I originally wrote it with them busting the patients out, but then I ran into the problem of thirty kids in a Volvo sedan and I hit my head on the table a few thousand times. Taking only Kathleen didn't smell right either.
no subject
Date: 2006-05-21 09:58 pm (UTC)Funnily enough, the person I know who does this most often? Is a professed Joss-hater. But he's watched the Joss shows. I think it's something one could pick up from too much lj, even without the source exposure.
I'm tragically behind on THL, but I'll get there.
no subject
Date: 2006-05-21 10:35 pm (UTC)It sort of makes me want to get very cranky and say "never read or watch anything again except Dickens and BBC Shakespeare, consarn it" but--but I like Star Trek. Even if it makes my characters sound like Ben Sisko when they get impassioned. (Ha, I should be so lucky.
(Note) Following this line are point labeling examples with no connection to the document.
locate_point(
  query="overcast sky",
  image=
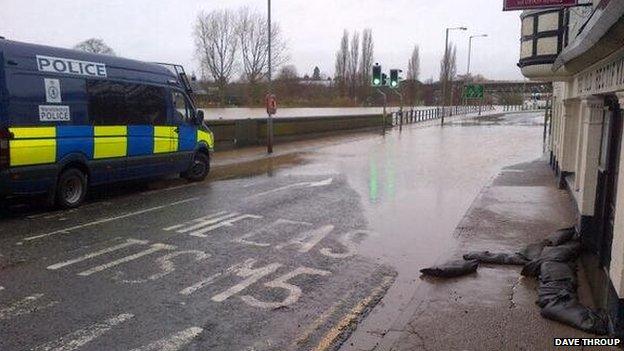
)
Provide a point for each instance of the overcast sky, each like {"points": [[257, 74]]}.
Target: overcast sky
{"points": [[161, 30]]}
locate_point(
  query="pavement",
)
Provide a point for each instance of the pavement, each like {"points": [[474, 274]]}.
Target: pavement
{"points": [[317, 247], [495, 308]]}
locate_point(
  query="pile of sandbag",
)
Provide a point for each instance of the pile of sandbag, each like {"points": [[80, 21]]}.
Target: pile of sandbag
{"points": [[553, 262]]}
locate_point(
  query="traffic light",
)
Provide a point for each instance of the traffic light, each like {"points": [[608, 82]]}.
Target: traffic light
{"points": [[376, 75], [394, 78]]}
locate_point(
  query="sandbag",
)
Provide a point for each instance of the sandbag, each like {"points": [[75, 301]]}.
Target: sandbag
{"points": [[452, 269], [532, 251], [496, 258], [562, 290], [559, 237], [574, 314], [562, 253], [555, 271]]}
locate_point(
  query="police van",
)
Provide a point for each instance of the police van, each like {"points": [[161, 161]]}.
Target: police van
{"points": [[71, 119]]}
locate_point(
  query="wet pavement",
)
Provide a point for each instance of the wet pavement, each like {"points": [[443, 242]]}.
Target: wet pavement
{"points": [[290, 252]]}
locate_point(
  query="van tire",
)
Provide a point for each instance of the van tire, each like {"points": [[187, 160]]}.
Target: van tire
{"points": [[71, 188], [199, 169]]}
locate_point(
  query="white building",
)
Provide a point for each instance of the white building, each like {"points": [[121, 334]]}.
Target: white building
{"points": [[581, 49]]}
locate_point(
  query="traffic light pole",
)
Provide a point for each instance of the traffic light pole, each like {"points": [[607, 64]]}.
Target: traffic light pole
{"points": [[270, 118], [401, 108], [383, 122]]}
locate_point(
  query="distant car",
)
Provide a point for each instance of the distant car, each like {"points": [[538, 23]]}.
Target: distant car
{"points": [[71, 119]]}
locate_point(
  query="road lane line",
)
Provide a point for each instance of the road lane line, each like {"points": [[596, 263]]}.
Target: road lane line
{"points": [[226, 223], [205, 223], [81, 337], [128, 243], [26, 305], [106, 220], [174, 342], [324, 182], [330, 337], [178, 226], [155, 248]]}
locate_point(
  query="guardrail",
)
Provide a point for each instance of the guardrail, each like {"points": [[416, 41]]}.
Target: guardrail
{"points": [[412, 115], [236, 133]]}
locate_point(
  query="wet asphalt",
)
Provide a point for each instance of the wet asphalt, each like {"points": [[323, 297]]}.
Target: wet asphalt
{"points": [[315, 250]]}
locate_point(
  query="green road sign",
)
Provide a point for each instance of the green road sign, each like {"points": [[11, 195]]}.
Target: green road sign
{"points": [[473, 91]]}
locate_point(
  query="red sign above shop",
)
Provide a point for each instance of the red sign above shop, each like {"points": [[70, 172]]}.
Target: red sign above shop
{"points": [[513, 5]]}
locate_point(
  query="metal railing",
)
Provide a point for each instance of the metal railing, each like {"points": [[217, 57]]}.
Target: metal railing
{"points": [[412, 115]]}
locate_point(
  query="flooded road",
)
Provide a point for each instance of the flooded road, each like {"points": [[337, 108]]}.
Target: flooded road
{"points": [[290, 258], [243, 113]]}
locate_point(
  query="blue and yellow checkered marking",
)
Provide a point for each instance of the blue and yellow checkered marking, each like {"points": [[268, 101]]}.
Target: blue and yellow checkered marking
{"points": [[33, 146], [47, 145]]}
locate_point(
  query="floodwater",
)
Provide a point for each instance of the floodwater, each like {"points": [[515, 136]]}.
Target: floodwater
{"points": [[244, 113]]}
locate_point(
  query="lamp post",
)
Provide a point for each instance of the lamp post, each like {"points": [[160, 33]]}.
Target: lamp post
{"points": [[470, 49], [446, 62]]}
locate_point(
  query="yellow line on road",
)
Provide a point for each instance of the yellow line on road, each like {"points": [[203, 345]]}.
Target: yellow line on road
{"points": [[351, 317]]}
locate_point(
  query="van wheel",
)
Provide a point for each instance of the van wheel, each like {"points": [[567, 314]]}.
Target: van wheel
{"points": [[199, 168], [71, 188]]}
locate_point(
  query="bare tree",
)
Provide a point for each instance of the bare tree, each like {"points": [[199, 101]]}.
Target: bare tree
{"points": [[366, 61], [353, 64], [448, 71], [413, 73], [94, 45], [342, 59], [216, 45], [253, 40], [288, 72], [413, 66]]}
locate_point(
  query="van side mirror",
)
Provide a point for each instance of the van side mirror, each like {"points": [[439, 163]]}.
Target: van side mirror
{"points": [[199, 117]]}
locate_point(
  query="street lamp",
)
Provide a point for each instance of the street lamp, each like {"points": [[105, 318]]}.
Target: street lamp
{"points": [[446, 61], [470, 49]]}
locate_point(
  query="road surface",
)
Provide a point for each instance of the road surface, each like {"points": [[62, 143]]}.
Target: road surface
{"points": [[295, 257]]}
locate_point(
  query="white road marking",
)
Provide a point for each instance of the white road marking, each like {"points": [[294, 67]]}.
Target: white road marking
{"points": [[252, 275], [200, 285], [324, 182], [26, 305], [226, 223], [208, 222], [81, 337], [109, 219], [294, 292], [167, 266], [270, 229], [178, 226], [155, 248], [205, 282], [349, 241], [128, 243], [307, 240], [174, 342]]}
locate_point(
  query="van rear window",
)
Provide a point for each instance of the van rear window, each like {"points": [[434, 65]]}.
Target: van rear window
{"points": [[115, 103]]}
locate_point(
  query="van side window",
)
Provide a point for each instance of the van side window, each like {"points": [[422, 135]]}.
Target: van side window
{"points": [[182, 110], [115, 103]]}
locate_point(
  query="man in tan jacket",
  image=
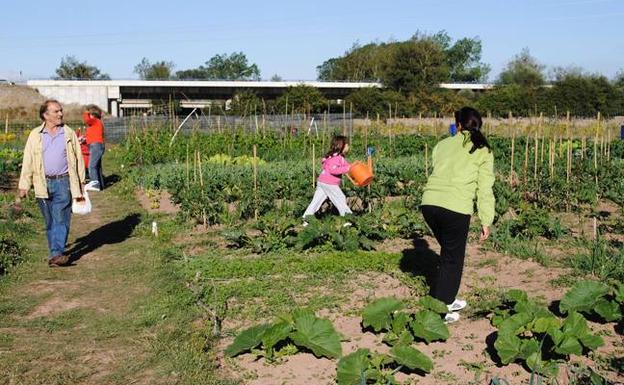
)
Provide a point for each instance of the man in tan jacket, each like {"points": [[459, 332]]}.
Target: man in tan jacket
{"points": [[53, 164]]}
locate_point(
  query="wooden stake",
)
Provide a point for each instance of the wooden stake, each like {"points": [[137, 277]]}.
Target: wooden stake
{"points": [[255, 179], [426, 160], [513, 146], [536, 157], [313, 168]]}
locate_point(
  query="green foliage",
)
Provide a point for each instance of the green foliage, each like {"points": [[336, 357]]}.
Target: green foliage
{"points": [[72, 69], [234, 66], [378, 314], [302, 99], [601, 260], [533, 222], [160, 70], [11, 253], [365, 367], [530, 333], [301, 328], [403, 328], [594, 298], [523, 70], [316, 334]]}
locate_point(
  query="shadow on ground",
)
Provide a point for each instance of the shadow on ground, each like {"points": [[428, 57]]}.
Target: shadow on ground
{"points": [[420, 261], [110, 233]]}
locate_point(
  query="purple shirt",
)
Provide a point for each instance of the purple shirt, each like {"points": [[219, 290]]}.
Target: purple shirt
{"points": [[54, 152]]}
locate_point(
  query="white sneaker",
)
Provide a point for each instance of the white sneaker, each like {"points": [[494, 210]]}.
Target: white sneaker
{"points": [[458, 304], [449, 318]]}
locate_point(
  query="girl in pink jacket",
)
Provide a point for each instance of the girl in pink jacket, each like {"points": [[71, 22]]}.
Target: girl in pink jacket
{"points": [[328, 184]]}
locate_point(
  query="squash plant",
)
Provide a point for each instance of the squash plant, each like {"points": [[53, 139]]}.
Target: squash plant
{"points": [[595, 298], [301, 329], [533, 335], [365, 367]]}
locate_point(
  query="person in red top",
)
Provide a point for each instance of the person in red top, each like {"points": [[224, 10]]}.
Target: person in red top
{"points": [[95, 140]]}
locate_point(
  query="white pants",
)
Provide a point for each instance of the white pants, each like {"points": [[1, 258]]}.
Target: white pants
{"points": [[335, 195]]}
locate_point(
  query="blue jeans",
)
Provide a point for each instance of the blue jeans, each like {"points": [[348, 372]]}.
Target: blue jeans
{"points": [[96, 150], [56, 211]]}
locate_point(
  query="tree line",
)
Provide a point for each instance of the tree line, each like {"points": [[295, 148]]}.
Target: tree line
{"points": [[410, 72]]}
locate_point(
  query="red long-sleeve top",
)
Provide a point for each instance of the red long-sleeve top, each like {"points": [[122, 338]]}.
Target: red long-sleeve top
{"points": [[95, 128]]}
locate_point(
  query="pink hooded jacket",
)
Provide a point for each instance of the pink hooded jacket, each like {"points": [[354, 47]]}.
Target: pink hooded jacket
{"points": [[333, 168]]}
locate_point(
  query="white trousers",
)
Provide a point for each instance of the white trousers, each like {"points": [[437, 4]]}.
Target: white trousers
{"points": [[335, 195]]}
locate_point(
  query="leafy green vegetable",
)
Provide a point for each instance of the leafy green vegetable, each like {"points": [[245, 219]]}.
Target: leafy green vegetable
{"points": [[316, 334], [247, 340], [378, 314], [412, 358], [583, 296], [352, 368], [429, 326]]}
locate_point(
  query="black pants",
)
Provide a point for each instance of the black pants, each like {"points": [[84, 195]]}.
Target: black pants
{"points": [[451, 232]]}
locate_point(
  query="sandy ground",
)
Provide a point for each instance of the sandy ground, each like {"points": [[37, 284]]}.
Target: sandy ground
{"points": [[464, 358]]}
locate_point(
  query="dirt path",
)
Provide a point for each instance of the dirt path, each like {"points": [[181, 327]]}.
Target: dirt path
{"points": [[85, 323]]}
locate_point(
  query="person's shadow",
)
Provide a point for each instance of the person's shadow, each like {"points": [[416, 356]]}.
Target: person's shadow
{"points": [[110, 233], [420, 261]]}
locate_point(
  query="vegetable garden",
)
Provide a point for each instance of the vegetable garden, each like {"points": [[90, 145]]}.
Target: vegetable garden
{"points": [[350, 304]]}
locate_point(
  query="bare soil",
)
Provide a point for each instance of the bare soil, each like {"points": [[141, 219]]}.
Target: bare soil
{"points": [[467, 357]]}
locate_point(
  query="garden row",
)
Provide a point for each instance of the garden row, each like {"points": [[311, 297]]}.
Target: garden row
{"points": [[527, 332]]}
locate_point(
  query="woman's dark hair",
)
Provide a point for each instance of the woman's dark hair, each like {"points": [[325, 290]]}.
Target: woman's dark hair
{"points": [[470, 120], [337, 145]]}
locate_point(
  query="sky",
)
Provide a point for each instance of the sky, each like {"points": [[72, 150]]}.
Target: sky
{"points": [[291, 38]]}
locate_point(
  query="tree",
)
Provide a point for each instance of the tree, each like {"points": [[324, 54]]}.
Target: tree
{"points": [[464, 61], [302, 98], [523, 70], [160, 70], [618, 81], [223, 67], [374, 101], [415, 65], [73, 69], [246, 103]]}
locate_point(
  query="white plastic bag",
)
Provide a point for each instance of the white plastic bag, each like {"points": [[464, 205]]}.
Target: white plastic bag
{"points": [[82, 206]]}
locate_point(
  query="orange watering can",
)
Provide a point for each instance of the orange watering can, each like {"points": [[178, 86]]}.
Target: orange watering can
{"points": [[361, 174]]}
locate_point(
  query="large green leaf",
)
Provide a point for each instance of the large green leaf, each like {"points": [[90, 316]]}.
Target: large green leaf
{"points": [[273, 335], [516, 295], [543, 324], [507, 347], [515, 324], [378, 314], [545, 368], [609, 310], [433, 304], [352, 368], [316, 334], [412, 358], [399, 322], [429, 326], [569, 345], [583, 296], [591, 341], [575, 325], [528, 347], [246, 340], [619, 293]]}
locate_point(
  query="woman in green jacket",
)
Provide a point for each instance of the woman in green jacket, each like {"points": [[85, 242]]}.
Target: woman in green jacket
{"points": [[463, 168]]}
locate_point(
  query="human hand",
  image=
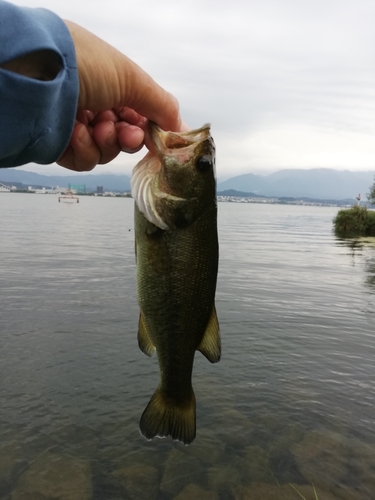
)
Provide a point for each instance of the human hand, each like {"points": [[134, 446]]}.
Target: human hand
{"points": [[116, 99]]}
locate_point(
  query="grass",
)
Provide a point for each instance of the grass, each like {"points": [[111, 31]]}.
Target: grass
{"points": [[355, 221], [315, 493]]}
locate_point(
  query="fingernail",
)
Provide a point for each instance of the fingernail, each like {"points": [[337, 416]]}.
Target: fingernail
{"points": [[83, 136]]}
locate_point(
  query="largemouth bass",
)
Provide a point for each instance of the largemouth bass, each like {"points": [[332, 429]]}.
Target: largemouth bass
{"points": [[177, 262]]}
I once detected a note of Anne fucking Rice in a very dramatic scene and I had to lie down for awhile.)
no subject
Date: 2006-05-21 10:46 pm (UTC)It's funny how we grow accustomed to writing styles. On a much more basic level, I remember the first thing I ever read that was written in the third person present tense when I was eight or so -- Make Like a Tree and Leave by Patricia Danziger -- and how much I hated it. But I read so much fanfiction that's in the present, it takes conscious thought for me to write fiction in the past.
no subject
Date: 2006-05-31 12:15 pm (UTC)no subject
Date: 2006-06-01 08:34 pm (UTC)ahh, lovely...
Date: 2006-06-02 04:32 am (UTC)I guess what really stood out was Joel's...uncertainty about what to do, and then his characteristic firmness when he does decide to go to the clinic to see what's going on.
I like the characterization of Hodya too.
The wait for the next chapter is agonizing :) hope you post soon. Genevieve.